Jetzt fragen Sie sich sicherlich, was macht Sie denn so als Künstlerin? Und eben, das ist dann jeweils ein bisschen schwierig zu erklären... Ich male Farbe und schaffe Flächen. Ich projiziere Empfindungen und Gedanken. Ich schreibe Statements auf meine Bilder, verweigere mich aber einer jeglichen Bedeutung und Aussage. Ich liebe die Neutralität und die Offenheit. Viele meiner Bilder sind rot. Jemand sagte einmal, "Rot" sei wahrscheinlich meine Lieblingsfarbe. Da musste ich lachen, denn "Rot" ist so viel mehr für mich als Farbe. Es ist ein Gefühl, es ist Leben, es ist Schmerz, aber auch Energie. Meine Bilder sind wie das Leben, sie bestehen aus verschiedenen, übereinander gelagerten Farbschichten, wobei die darunter liegenden teilweise wieder freigekratzt werden und wie Erinnerungen durchscheinen. Manchmal freundlich hell, manchmal schmerzhaft blutig.

Meine Bilder gehen in die Tiefe, geben eine Ahnung von dahinter Liegendem, ein Sog geht von manchen aus, als würde man rasend schnell durch einen Tunnel fahren. Ich arbeite mit Worten und Zitaten. Manche Texte schreien den Betrachter regelrecht an, andere Bild- und Textkompositionen, vor allem die hellen, strahlen eine Sanftheit und Ruhe aus, als wären sie Sonnenkringel auf der Tischdecke von Marcel Proust. Und wer könnte schon auf Anhieb sagen, was von Rilke, den Einstürzenden Neubauten, von Leonhard Cohen und was von mir selbst ist? Gerne würde ich wissen, was Rilke wohl sagen würde, wenn er von seinen Textfragmente auf meinen Bildern wüsste. Oder "I play dead", na, erkannt? Ja, Björk. Besinnungsloses Rot, Schmerz, Liebe. Björk würde das gefallen.

Neben der Malerei habe ich noch eine andere große Leidenschaft, ich spiele E-Bass in einer Indie-Rock Band. Das mache ich schon ziemlich lange mit meinen Freunden, und wir waren auch mal so ein klitzekleines bisschen berühmt.
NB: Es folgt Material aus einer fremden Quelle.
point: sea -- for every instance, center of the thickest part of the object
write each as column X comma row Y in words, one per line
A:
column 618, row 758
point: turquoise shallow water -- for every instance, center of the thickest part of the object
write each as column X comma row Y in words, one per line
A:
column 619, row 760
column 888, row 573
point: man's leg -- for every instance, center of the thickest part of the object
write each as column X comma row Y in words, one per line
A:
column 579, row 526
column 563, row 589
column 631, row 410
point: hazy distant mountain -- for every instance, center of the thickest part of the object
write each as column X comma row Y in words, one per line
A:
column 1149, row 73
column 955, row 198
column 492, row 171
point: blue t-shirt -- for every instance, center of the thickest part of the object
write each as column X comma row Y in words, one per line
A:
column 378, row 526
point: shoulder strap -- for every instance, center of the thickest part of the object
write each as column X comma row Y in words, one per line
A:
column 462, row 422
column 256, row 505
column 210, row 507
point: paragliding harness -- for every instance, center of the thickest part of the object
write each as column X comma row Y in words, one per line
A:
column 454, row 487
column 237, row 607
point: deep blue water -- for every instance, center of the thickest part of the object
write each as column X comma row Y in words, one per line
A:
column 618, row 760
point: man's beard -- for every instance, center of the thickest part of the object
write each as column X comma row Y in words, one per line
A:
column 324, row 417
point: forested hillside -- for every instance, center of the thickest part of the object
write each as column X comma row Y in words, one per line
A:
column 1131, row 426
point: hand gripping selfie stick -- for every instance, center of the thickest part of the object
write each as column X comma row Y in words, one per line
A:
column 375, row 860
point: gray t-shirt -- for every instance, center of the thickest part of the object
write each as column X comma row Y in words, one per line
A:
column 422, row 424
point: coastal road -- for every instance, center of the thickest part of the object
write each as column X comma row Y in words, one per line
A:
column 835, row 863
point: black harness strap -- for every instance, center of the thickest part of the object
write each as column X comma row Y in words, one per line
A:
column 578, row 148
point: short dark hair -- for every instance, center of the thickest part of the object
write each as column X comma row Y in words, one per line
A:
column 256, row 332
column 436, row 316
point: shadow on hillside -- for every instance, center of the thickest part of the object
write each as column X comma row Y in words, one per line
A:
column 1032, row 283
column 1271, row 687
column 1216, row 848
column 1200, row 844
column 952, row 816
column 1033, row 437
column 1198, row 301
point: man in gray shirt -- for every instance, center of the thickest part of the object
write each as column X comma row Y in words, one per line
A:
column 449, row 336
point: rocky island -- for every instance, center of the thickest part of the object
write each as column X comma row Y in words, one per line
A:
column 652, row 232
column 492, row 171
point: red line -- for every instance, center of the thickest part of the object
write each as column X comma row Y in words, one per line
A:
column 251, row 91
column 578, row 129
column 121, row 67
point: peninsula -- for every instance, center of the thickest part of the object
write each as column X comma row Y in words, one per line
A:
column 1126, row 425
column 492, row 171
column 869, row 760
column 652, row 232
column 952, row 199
Allerdings gab es damals weder Internetz noch tausendfaches "Gernhaben", somit haben wir nur wenig Spuren in der virtuellen Realität hinterlassen. Worüber ich jetzt nicht wirklich traurig bin, denn meine 80er Jahre Dauerwelle und übergroßen Chiemsee-Pullover-Orgien gehören ganz alleine mir und der Vergangenheit an. Und ja auch mit 46 Jahren kann man noch auf der Bühne stehen und 120 db Geräuschkulisse auf das Publikum regnen lassen. So geil.

"Künstlerin werden: Für mich der Schlüssel zum Glück"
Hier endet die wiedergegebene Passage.